IL-1 beta
in the hippocampus was increased at 6 h after isoflurane exposure. Isoflurane also increased activated caspase 3 in the hippocampus and decreased the neuronal density in the CA1 region. However, isoflurane did not change the amount of beta-amyloid peptide in the cerebral cortex at 29 days after isoflurane exposure when cognitive impairment was present. These results suggest that isoflurane increases inflammatory cytokine expression and causes cell injury in the hippocampus, which may contribute to isoflurane-induced cognitive impairment in rats. (C) 2011 Elsevier Ltd. All rights reserved.”
“The ability to confirm the diagnosis of human T-lymphotropic virus types AZD6738 molecular weight 1 and 2 (HTLV-1 and HTLV-2) in at-risk individuals in Sao Paulo, Brazil by Western blotting (WB), conventional polymerase chain reaction (tax and pot PCR) and real-time PCR (pal) is compared. Seventy-three blood samples that were reactive in HTLV-1/2 serological screening enzyme immunoassays (EIAs) were evaluated. HTLV-1/2 was confirmed in 53 blood samples: 48 were positive by WB, 41 were positive by PCR and 42 scored positive by real-time PCR assays (3 7 of 48 WB-positive samples plus five WB-indeterminate samples
that were further this website confirmed by sequencing). Although WB was able to detect more cases of HTLV-1/2 infection, the real-time PCR assay was able to discriminate between these two viruses and confirm an individual HTLV-1/HTLV-2 diagnosis in two HTLV WB-untyped samples and five WB-indeterminate samples. Because of the large number of WB-indeterminate samples and the cost of the WB assay in Brazil, it is proposed an algorithm that employs two EIAs for screening and then real-time PCR to
confirm the infection, followed by testing any PCR-negative samples with the WB assay. This strategy reduces costs and improves the accuracy of the diagnosis of HTLV-1/2. find more (C) 2011 Elsevier B.V. All rights reserved.”

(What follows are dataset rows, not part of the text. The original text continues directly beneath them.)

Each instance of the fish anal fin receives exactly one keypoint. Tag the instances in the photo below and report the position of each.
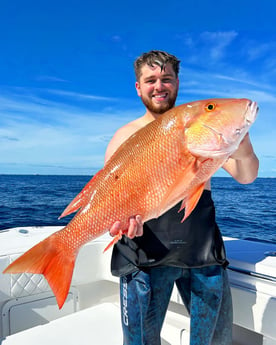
(190, 202)
(48, 258)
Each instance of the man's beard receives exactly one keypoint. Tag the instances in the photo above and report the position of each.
(161, 107)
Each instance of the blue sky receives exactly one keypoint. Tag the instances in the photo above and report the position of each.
(67, 81)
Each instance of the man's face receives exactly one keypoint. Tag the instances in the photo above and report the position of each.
(157, 89)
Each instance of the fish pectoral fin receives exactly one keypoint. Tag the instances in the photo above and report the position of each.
(190, 202)
(50, 259)
(115, 239)
(80, 199)
(177, 190)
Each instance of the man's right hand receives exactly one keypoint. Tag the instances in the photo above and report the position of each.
(135, 228)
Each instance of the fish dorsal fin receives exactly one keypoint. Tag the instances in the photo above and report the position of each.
(190, 202)
(81, 198)
(178, 190)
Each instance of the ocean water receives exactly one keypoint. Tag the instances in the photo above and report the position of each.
(243, 211)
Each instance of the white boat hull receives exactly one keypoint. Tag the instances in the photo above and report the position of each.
(91, 314)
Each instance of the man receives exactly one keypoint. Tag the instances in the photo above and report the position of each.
(155, 255)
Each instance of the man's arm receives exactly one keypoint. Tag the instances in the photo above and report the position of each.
(243, 165)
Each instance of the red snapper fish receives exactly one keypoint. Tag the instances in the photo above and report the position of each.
(167, 161)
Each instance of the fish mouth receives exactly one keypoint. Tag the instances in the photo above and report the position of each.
(228, 143)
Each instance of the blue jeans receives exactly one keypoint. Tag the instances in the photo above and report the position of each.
(205, 292)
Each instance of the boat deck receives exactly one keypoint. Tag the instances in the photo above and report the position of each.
(91, 314)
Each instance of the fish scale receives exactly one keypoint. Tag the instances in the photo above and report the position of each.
(167, 161)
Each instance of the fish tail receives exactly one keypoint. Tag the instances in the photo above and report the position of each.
(50, 259)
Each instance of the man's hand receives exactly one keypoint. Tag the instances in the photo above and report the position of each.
(245, 149)
(135, 228)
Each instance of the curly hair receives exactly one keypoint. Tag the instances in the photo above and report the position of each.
(155, 57)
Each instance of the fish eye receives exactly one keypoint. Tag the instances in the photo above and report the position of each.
(210, 106)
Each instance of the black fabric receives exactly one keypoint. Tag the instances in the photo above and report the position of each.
(197, 242)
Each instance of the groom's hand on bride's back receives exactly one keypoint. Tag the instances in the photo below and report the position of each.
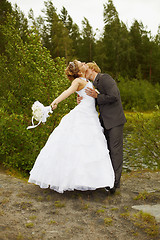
(79, 99)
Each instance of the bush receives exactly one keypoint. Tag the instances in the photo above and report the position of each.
(139, 95)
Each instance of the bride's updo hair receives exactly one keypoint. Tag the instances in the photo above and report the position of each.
(72, 71)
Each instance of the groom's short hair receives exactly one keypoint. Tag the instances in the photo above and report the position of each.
(94, 66)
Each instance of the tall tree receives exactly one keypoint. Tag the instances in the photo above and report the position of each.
(56, 37)
(111, 37)
(73, 31)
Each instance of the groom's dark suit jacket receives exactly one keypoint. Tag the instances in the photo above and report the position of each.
(109, 101)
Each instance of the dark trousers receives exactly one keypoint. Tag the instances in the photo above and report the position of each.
(114, 137)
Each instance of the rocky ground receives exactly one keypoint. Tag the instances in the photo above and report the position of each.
(28, 212)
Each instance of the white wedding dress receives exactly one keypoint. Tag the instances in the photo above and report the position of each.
(75, 155)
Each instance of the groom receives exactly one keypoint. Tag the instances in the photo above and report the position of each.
(112, 117)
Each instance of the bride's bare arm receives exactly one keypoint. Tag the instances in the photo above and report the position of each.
(73, 88)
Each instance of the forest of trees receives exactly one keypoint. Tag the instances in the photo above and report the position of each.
(132, 53)
(33, 55)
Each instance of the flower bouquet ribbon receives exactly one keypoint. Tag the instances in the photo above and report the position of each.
(40, 113)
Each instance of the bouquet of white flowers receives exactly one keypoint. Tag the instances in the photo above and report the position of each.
(40, 113)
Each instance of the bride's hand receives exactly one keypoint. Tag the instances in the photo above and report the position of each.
(53, 105)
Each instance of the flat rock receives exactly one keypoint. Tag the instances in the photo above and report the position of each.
(154, 210)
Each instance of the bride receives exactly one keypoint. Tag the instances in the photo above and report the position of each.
(75, 155)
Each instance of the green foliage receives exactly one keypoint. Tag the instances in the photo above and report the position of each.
(139, 95)
(28, 73)
(142, 145)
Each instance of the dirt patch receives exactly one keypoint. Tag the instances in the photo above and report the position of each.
(28, 212)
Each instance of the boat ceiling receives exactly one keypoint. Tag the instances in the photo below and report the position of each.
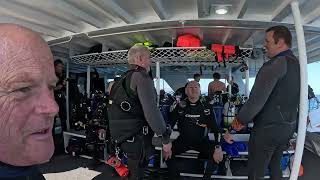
(72, 27)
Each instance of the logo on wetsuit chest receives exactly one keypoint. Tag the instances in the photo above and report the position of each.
(192, 115)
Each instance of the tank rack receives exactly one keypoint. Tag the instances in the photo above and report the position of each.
(166, 56)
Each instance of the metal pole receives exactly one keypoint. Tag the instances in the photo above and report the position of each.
(247, 91)
(303, 111)
(67, 97)
(158, 81)
(230, 79)
(88, 81)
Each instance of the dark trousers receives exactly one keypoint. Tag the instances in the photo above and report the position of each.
(266, 146)
(137, 153)
(204, 147)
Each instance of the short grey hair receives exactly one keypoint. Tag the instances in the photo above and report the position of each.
(136, 51)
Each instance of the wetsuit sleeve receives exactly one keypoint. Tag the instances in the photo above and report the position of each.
(265, 82)
(214, 128)
(174, 116)
(143, 85)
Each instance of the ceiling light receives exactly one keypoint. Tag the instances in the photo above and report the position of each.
(221, 10)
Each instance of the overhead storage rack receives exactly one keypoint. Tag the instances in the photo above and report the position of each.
(166, 56)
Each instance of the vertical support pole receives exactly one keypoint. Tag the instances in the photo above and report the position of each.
(67, 98)
(88, 82)
(158, 81)
(230, 79)
(303, 111)
(247, 91)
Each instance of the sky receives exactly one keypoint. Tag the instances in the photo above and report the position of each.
(313, 80)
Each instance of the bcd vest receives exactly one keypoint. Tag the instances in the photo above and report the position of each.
(126, 117)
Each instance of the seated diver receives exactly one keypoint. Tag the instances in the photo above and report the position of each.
(194, 117)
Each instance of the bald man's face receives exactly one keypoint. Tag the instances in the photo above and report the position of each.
(27, 104)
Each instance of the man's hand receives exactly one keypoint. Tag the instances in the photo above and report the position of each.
(166, 150)
(218, 155)
(236, 125)
(228, 138)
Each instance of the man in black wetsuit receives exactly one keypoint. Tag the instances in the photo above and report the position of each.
(27, 104)
(195, 118)
(134, 115)
(272, 105)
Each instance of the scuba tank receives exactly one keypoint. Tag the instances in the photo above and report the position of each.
(229, 111)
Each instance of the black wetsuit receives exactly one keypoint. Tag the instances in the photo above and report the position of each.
(194, 121)
(60, 97)
(128, 125)
(273, 107)
(9, 172)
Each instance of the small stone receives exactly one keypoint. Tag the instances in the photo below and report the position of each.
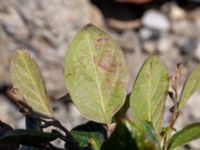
(189, 47)
(165, 44)
(148, 34)
(149, 47)
(155, 20)
(177, 12)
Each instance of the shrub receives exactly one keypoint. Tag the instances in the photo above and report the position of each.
(96, 78)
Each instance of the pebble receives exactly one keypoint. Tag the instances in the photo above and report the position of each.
(165, 44)
(156, 20)
(177, 12)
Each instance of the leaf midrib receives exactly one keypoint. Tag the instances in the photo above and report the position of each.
(97, 80)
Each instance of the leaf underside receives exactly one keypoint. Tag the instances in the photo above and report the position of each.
(96, 75)
(149, 92)
(191, 85)
(29, 83)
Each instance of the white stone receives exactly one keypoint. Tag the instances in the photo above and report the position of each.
(165, 44)
(177, 12)
(155, 20)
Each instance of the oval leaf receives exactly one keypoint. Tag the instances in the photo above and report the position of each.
(191, 85)
(149, 92)
(28, 82)
(187, 134)
(96, 75)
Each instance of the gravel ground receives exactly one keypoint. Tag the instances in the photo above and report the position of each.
(45, 28)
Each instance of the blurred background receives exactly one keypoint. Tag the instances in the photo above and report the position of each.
(170, 28)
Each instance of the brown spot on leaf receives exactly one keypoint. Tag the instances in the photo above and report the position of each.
(109, 63)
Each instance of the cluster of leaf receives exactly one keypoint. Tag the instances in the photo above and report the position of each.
(96, 78)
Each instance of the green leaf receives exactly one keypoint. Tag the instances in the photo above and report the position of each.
(121, 113)
(89, 134)
(151, 139)
(126, 136)
(4, 128)
(191, 85)
(149, 92)
(29, 83)
(96, 74)
(27, 137)
(184, 136)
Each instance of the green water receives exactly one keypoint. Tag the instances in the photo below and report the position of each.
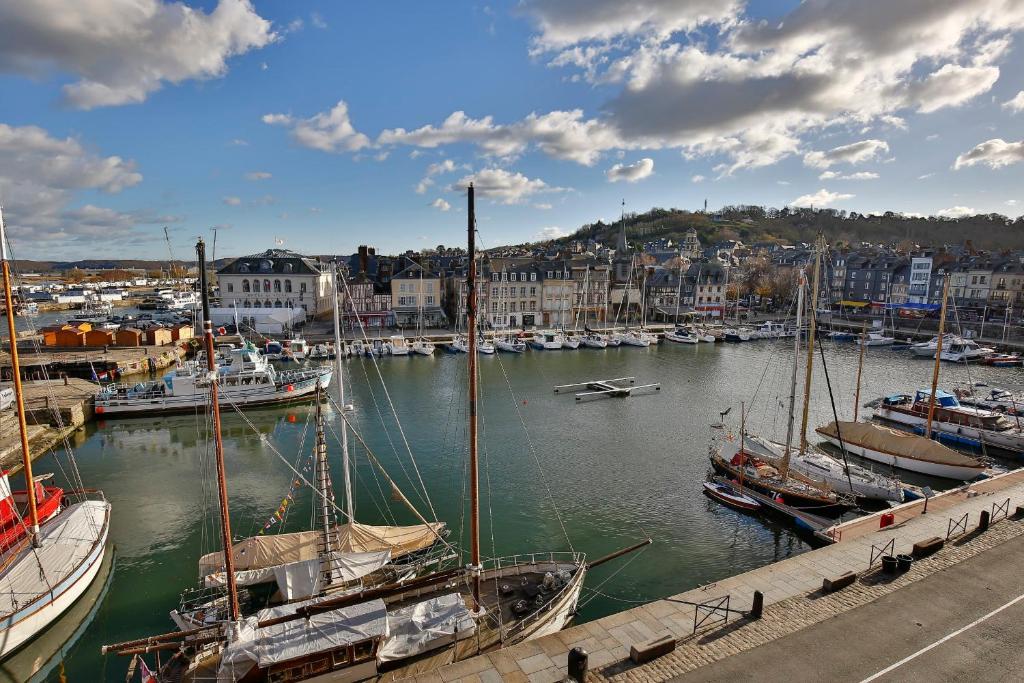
(616, 470)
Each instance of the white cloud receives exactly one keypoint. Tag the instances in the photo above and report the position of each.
(855, 153)
(122, 50)
(956, 212)
(822, 198)
(1016, 103)
(994, 154)
(504, 186)
(328, 131)
(631, 172)
(550, 232)
(862, 175)
(42, 175)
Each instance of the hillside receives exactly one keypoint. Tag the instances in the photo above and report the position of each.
(752, 224)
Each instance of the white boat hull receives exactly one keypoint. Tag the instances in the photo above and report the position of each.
(908, 464)
(36, 615)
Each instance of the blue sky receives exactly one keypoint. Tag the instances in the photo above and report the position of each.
(318, 122)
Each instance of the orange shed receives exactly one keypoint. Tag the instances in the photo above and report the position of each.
(158, 336)
(98, 338)
(128, 337)
(182, 332)
(68, 337)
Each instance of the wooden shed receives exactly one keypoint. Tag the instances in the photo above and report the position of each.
(69, 337)
(128, 337)
(182, 332)
(158, 336)
(98, 338)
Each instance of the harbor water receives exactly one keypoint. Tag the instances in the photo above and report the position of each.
(555, 474)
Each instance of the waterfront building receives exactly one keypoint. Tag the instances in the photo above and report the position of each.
(275, 279)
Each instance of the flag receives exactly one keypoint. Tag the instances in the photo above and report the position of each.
(146, 675)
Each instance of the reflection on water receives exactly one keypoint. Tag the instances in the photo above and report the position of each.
(613, 471)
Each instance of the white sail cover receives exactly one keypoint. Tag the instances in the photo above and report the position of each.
(261, 552)
(300, 638)
(66, 543)
(904, 444)
(302, 579)
(426, 626)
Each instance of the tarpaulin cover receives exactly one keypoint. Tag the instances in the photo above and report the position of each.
(260, 552)
(301, 637)
(426, 626)
(900, 443)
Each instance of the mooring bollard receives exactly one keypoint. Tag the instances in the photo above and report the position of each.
(578, 664)
(758, 608)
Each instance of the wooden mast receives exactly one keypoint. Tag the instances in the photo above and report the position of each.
(349, 504)
(860, 367)
(811, 326)
(474, 493)
(938, 358)
(783, 467)
(18, 395)
(225, 522)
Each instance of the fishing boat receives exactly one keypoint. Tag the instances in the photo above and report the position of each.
(682, 335)
(901, 450)
(1004, 360)
(876, 339)
(950, 421)
(547, 340)
(455, 612)
(54, 541)
(246, 380)
(727, 495)
(965, 350)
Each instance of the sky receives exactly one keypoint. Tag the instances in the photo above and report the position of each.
(324, 125)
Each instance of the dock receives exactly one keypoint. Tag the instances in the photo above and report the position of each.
(719, 624)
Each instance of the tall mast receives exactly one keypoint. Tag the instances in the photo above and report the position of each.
(15, 368)
(784, 465)
(349, 504)
(938, 357)
(811, 325)
(225, 522)
(474, 493)
(860, 367)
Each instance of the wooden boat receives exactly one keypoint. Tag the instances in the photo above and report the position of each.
(726, 495)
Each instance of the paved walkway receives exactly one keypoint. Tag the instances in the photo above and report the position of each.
(793, 599)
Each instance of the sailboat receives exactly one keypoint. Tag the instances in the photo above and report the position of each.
(475, 608)
(901, 450)
(763, 468)
(53, 541)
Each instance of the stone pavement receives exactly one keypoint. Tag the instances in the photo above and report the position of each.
(792, 594)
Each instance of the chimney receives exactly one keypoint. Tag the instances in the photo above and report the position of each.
(364, 261)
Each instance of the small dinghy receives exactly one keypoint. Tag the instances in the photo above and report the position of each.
(726, 495)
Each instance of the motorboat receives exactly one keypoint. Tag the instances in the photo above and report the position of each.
(245, 380)
(965, 350)
(876, 339)
(952, 422)
(547, 340)
(738, 334)
(682, 335)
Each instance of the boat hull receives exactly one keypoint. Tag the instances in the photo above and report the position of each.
(903, 463)
(23, 626)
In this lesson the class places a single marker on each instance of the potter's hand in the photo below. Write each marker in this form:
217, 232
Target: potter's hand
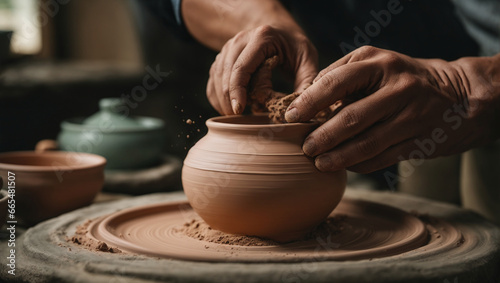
244, 53
409, 109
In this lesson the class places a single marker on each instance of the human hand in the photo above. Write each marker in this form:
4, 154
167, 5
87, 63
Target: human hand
244, 53
409, 109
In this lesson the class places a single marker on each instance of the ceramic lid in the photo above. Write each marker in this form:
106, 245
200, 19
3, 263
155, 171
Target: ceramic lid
113, 111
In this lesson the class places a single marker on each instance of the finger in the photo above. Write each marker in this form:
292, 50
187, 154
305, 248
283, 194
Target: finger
351, 120
212, 96
224, 101
334, 86
392, 155
364, 146
342, 61
307, 70
233, 52
247, 63
359, 54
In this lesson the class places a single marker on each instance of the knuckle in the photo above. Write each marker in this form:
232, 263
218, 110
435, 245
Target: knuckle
367, 145
339, 159
329, 81
391, 60
367, 50
233, 88
349, 119
264, 30
308, 103
324, 137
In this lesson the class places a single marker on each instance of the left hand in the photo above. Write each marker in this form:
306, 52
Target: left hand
410, 109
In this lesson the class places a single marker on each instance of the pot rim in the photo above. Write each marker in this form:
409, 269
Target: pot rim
95, 162
221, 122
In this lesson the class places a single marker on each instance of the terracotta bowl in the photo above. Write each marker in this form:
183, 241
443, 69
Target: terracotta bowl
250, 177
48, 184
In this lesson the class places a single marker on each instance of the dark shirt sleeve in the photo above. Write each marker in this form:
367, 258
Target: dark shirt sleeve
169, 12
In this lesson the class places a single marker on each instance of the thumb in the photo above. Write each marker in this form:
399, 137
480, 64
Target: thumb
307, 70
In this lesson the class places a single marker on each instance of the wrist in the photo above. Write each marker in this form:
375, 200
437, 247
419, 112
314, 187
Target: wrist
273, 14
482, 79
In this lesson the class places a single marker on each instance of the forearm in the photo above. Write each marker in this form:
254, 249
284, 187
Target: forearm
213, 23
481, 77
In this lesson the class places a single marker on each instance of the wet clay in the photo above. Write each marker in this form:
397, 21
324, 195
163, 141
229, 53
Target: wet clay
200, 230
356, 230
248, 176
263, 98
462, 247
80, 238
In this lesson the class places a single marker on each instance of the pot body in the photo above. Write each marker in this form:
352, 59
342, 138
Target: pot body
250, 177
124, 149
48, 184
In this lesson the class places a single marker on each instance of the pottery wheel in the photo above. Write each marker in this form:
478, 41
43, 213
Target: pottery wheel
369, 230
43, 253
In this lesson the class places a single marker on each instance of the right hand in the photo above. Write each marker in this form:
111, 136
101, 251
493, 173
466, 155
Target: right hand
245, 52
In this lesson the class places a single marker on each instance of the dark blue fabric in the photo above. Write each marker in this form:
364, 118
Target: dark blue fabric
446, 29
169, 11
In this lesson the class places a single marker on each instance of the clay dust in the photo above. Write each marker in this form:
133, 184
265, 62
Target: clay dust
81, 238
200, 230
262, 98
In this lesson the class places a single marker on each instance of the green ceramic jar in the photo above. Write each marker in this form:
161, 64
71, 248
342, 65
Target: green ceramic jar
126, 142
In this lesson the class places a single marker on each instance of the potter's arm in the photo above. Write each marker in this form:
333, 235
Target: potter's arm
247, 33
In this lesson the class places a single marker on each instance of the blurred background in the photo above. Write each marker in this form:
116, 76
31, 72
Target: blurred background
65, 55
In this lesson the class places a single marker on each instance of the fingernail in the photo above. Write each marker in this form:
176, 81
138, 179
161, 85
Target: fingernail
292, 115
324, 163
309, 147
236, 106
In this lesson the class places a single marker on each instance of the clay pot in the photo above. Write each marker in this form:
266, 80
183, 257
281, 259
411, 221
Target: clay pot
126, 142
48, 184
250, 177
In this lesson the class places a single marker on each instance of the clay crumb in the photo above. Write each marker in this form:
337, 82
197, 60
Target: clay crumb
81, 238
198, 229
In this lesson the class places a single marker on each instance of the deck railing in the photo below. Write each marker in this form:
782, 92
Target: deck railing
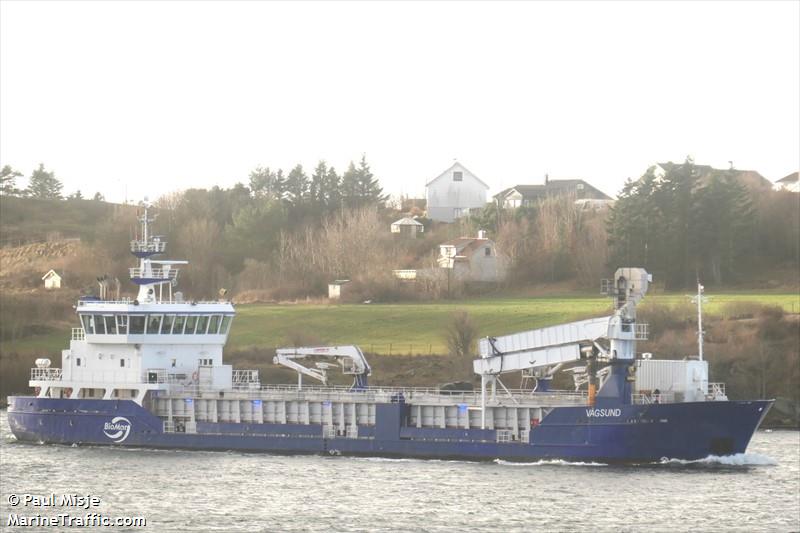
651, 398
150, 247
153, 273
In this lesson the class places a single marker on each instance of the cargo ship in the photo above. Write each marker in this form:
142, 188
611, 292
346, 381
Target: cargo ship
149, 372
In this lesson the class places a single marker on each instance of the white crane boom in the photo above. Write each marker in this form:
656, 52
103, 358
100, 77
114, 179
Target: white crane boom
350, 358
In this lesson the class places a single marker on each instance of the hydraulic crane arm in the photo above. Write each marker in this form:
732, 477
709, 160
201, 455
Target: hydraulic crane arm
539, 347
350, 358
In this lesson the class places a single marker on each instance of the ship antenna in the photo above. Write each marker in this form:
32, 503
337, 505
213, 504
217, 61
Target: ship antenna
699, 299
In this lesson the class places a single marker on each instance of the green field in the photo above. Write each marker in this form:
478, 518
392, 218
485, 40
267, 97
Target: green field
415, 328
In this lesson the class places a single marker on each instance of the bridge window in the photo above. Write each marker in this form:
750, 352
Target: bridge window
213, 324
177, 328
154, 324
99, 325
137, 324
88, 324
111, 324
122, 324
166, 325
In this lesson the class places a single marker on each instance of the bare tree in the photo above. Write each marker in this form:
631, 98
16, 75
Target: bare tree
461, 334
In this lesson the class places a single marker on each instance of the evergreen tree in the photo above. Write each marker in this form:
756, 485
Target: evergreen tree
44, 184
317, 192
350, 186
8, 180
297, 186
368, 188
265, 183
332, 189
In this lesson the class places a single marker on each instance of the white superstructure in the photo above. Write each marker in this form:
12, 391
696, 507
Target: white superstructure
126, 347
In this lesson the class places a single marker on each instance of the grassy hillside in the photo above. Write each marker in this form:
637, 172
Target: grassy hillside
407, 328
30, 219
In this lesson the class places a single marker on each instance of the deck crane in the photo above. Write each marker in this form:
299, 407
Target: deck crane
539, 353
351, 359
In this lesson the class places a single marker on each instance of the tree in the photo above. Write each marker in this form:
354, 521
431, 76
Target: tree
332, 189
349, 186
368, 188
265, 183
297, 186
460, 334
8, 179
317, 192
360, 187
43, 184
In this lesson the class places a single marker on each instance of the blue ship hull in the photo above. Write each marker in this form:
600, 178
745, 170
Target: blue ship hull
614, 434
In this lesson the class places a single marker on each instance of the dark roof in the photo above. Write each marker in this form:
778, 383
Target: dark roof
553, 188
451, 167
466, 246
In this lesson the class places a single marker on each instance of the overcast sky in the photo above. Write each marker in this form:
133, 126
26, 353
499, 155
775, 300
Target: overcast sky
156, 97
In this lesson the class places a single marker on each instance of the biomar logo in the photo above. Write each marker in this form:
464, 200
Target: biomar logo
118, 429
603, 412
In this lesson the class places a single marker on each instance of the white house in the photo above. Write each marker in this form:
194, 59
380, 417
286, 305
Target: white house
407, 227
473, 259
453, 193
52, 280
337, 289
789, 183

“The minor coat protein of the avian reovirus (ARV), sigma C, encoded by the Si genome segment, is one of the major candidates for the development of a subunit vaccine against ARV infection. To develop a plant-based vaccine to immunize poultry against ARV infection, we constructed 4 plant nuclear expression vectors with or without codon modification of the 51 gene, and their expression was driven by a CaMV 35S promoter or rice actin1 promoter. In addition, the expressed sigma C proteins were targeted subcellularly to cytosol or chloroplasts, respectively. Agrobacterium containing the S1 expression constructs was used to transform tobacco leaf disks, and transformants were selected with kanamycin (100 mu g/ml). The integration of the S1 transgene into the tobacco chromosome was confirmed by PCR and Southern blot analysis. Western blot analysis with antiserum against sigma C was performed to determine the expression of sigma C protein in transgenic tobacco plants.